A situação na qual vivemos com o aparecimento do novo corana vírus traz muitas coisas ruins e outras boas.
Quando nós necessitamos de um serviço hidráulico. Procuramos o encanador. De eletricidade. Um eletricista. E assim por diante. Procuramos sempre, dentro do possível, o melhor na área. Se possível o melhor e o que tenha um orçamento dentro da nossa realidade.
Na saúde sempre procuramos o generalista para depois seguir ao especialista. Se possível o melhor.
Os esquemas de tratamento quase sempre são parecidos.Semelhantes. Entretanto o melhor terá sempre a experiência e o tempo de serviço que fará as coisas andarem para uma cura mais rápida.

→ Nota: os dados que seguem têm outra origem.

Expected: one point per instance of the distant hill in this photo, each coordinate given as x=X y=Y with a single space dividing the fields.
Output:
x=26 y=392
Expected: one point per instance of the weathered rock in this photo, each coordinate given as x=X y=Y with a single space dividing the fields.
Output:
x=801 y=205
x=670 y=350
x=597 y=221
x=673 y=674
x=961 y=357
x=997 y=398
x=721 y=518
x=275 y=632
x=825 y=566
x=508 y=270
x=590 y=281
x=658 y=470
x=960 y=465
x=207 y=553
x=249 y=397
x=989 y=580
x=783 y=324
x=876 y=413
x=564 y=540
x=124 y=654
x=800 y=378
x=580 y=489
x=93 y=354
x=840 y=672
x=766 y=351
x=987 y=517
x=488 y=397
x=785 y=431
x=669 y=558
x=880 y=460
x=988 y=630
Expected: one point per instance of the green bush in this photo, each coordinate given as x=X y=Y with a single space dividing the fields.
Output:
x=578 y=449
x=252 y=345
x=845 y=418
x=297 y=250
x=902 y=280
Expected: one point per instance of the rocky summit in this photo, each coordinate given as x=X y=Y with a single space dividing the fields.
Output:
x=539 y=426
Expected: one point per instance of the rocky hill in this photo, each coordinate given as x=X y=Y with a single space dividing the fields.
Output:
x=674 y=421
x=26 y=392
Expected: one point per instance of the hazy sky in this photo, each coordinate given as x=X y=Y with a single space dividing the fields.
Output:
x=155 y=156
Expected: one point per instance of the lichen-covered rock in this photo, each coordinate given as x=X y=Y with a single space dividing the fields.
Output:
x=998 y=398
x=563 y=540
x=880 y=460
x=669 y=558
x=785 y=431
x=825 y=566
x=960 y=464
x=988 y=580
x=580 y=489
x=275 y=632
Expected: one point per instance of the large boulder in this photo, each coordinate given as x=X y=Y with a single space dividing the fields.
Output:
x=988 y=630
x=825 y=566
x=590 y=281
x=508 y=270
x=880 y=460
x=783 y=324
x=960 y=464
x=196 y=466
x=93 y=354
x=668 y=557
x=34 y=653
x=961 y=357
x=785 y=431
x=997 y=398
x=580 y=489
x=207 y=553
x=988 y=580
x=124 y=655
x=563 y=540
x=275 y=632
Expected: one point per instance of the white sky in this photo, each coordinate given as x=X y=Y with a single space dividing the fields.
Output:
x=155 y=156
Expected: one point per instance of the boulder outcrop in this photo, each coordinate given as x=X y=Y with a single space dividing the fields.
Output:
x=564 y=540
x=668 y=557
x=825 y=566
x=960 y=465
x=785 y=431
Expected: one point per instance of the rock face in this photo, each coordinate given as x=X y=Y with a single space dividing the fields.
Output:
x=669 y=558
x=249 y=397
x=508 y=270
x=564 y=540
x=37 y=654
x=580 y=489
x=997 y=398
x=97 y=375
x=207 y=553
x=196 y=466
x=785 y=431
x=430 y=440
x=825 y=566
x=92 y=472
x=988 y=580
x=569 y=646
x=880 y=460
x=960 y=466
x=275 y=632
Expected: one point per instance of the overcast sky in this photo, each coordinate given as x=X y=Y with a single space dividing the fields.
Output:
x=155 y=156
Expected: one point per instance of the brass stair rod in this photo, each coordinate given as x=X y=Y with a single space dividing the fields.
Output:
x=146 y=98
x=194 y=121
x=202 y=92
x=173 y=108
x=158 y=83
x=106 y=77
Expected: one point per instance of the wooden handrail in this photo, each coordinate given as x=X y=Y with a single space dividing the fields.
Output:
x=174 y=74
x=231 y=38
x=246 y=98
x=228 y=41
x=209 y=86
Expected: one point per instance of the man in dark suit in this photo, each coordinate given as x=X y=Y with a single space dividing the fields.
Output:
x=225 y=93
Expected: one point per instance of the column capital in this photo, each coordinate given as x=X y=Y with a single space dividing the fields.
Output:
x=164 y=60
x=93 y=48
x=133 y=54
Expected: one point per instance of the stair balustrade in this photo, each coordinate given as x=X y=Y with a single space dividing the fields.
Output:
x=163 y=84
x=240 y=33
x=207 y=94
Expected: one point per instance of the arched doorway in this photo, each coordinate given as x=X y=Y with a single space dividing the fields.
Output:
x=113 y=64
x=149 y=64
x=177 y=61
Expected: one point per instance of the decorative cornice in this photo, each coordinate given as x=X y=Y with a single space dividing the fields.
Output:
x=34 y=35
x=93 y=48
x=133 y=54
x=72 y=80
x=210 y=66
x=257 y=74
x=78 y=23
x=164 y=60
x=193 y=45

Na Inglaterra os especialistas foram chamados para dizerem o que o primeiro ministro devia fazer. E Ele aceitou. Se não fizer nada morrem tantos. Se fizer só isso morrem quantos. Se só afastar os idosos e os com comorbidades, morrem outros tantos. E o melhor é deixar todos de A a Z em quarentena. Escutou e acatou. E as coisas estão dando certo.
Aqui na nossa pátria querida Brasil as coisas são diferentes. O político quer impor uma situação diversa do que disse o inglês e que o resto do mundo seguiu e está seguindo e certamente continuará até a cura da doença.
Um trabalho de simulação global sobre a pandemia coronavírus foi publicado em 23 de março de 2020 pelo Inglês Neil Ferguson e sua equipe. Foram apresentados os cenários para todos os países afetados.
Brasil: 1,1 milhão de mortes caso a epidemia corresse livre. 627 mil mortes só com o distanciamento social leve. 530 mil mortes só com o isolamento dos idosos. E 44 mil mortes com supressão total.
Então o que queremos? Que esteja errado e sejam menos mortes possíveis! Não fazer de conta e deixar a coisa rolar como querem alguns.